In this case we are compelled to find the decisions of the Immigration judge and Board to be arbitrary and capricious. The deportation proceedings against Yousefi have been plagued by a complete failure of the decision makers to consider key Frentescu factors. Again, the four Frentescu factors are: (1) the nature of the conviction, (2) the type of sentence imposed, (3) the circumstances and underlying facts of the conviction, and (4) whether the type and circumstances of the crime indicate that the alien will be a danger to the community. See Matter of Frentescu, 18 I. & N. Dec. 244, 247 (B.I.A.1982). The last two factors are the most important because unless they are considered, the record has not been “analyzed on a case-by-case basis,” as required by Frentescu. Id. In Yousefi‘s case the immigration judge and the Board considered only the first two factors, the nature of his conviction (guilty of assault with a dangerous weapon) and the sentence imposed (suspended sentence of 15 to 45 months in jail). Moreover, both the immigration judge and the Board considered irrelevant factors. The immigration judge relied on an indictment count (assault with intent to kill) that had been dismissed, and the Board relied on a conviction (for simple assault) that was not alleged in the Service‘s order to show cause or in any additional charge. The Frentescu standard focuses on the crime that the Service claims is particularly serious, and the standard does not call for consideration of conduct that is unrelated to that crime. We can find no authority for the proposition that
The more significant problem is that the immigration judge and the Board failed to consider the most important Frentescu factors, specifically, the circumstances and underlying facts of the conviction and whether the circumstances of the crime indicate that Yousefi would be a danger to the community. Because the Board failed to consider the two most important Frentescu factors and relied on improper considerations, we conclude that the Board‘s decision was arbitrary and capricious.
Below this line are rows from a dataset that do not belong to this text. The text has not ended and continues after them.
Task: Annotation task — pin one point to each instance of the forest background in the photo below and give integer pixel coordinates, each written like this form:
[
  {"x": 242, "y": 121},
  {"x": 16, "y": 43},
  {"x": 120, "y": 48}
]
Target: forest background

See State Farm, 463 U.S. at 43 (explaining that agency action is arbitrary and capricious if it “entirely fail[s] to consider an important aspect of the problem“).
Thus, we vacate the Board‘s decision insofar as it determines that Yousefi committed a particularly serious crime and remand the case to the Board with the instruction that it, in turn, remand to the immigration judge for reconsideration of the particularly serious crime issue in accordance with the requirements of Frentescu. If the Board determines that Yousefi‘s assault crime was not particularly serious, that would simply afford him the opportunity to press his case for asylum and withholding of deportation.8
V.
For the foregoing reasons, we hold that we have jurisdiction to consider Yousefi‘s petition for review, but we vacate the Board‘s decision insofar as it determines that Yousefi committed a particularly serious crime and remand the case to the Board with the instruction that it, in turn, remand to the immigration judge for reconsideration of the particularly serious crime issue in accordance with the requirements of Frentescu.
AFFIRMED IN PART, VACATED IN PART, AND REMANDED.